Configure Mattermost to use GitLab as a Single Sign-on (SSO) service for team creation, account creation, and user sign-in.

Note

Only the default GitLab SSO is officially supported. “Double SSO”, where GitLab SSO is chained to other SSO solutions, is not supported. It may be possible to connect GitLab SSO with AD, LDAP, SAML, or MFA add-ons in some cases, but because of the special logic required they’re not officially supported and are known not to work on some experiences.

Step 1: Add an OAuth application to your GitLab account

  1. Sign in to your GitLab account and go to https://{gitlab-site-name}/profile/applications. For {gitlab-site-name} use the name of your GitLab instance.

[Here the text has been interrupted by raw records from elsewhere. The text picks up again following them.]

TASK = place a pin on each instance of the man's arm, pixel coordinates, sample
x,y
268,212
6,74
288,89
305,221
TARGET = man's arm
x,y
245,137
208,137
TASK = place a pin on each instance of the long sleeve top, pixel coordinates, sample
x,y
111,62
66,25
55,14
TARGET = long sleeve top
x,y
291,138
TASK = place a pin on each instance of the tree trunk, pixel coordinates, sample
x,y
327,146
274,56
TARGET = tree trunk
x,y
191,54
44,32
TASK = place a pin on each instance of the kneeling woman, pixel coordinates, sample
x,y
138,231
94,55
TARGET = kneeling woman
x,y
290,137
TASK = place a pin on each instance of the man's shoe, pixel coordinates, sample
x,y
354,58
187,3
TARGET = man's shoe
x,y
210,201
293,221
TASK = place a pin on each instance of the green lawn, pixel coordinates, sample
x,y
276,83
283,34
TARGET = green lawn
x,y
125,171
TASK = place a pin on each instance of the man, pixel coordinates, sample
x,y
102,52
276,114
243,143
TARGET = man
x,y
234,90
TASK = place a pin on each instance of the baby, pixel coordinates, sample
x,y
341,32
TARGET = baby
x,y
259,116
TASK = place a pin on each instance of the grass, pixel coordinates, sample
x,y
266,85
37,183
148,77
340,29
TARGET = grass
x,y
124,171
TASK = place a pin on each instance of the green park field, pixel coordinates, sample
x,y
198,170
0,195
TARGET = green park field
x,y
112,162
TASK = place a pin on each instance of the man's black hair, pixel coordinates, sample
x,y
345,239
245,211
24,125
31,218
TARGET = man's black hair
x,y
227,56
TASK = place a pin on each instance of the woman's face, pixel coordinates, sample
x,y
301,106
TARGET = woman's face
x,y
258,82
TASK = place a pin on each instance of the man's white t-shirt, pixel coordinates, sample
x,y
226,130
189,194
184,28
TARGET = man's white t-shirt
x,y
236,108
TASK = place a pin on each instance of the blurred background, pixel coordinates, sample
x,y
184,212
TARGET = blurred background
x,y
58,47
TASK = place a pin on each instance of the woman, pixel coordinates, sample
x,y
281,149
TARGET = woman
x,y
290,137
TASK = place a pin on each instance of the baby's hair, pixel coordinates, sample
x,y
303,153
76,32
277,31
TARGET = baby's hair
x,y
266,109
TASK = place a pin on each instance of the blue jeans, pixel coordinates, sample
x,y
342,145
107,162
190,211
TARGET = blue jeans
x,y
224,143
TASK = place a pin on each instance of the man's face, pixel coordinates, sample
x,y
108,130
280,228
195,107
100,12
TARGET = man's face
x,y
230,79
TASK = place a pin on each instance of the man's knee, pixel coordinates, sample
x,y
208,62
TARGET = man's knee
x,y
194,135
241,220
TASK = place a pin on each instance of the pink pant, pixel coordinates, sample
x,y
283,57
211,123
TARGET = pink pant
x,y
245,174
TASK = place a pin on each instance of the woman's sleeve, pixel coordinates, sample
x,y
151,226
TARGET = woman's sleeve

If you’re using GitLab itself as your OAuth provider, use gitlab.com.
  2. Add a new application:
  1. In the Name field, type Mattermost.
  2. In the Redirect URI field add the following two lines, using your own value for {mattermost-site-name}.
 https://{mattermost-site-name}/login/gitlab/complete
 https://{mattermost-site-name}/signup/gitlab/complete

If your GitLab instance is not set up to use SSL, your URIs must begin with ``http://`` instead of ``https://``.
  1. Do not select any options under Scopes.
  1. Click Save application.

Keep the GitLab window open because you need the Application Id and Secret when you configure Mattermost.

Step 2: Configure Mattermost for GitLab SSO

  1. Navigate to System Console > Authentication > OAuth 2.0. Select Gitlab in the Select OAuth 2.0 service provider dropdown and add other required fields.
  2. Add the Application ID.
  3. Add the Application Secret Key.
  4. Add the Gitlab Sire URL. If your GitLab instance is not set up to use SSL, the endpoints must begin with http:// instead of https://. If you are using GitLab itself as your OAuth provider, use gitlab.com.
  5. Add the UserApiEndpoint. Use https://{gitlab-site-name}/api/v3/user if you’re running GitLab v8.17.8 or earlier.
  6. [Optional] To force all users to sign-up with SSO only, set System Console > Authentication > Email > Enable sign-in with email to false

Users must change their sign-in method before they can sign in with GitLab.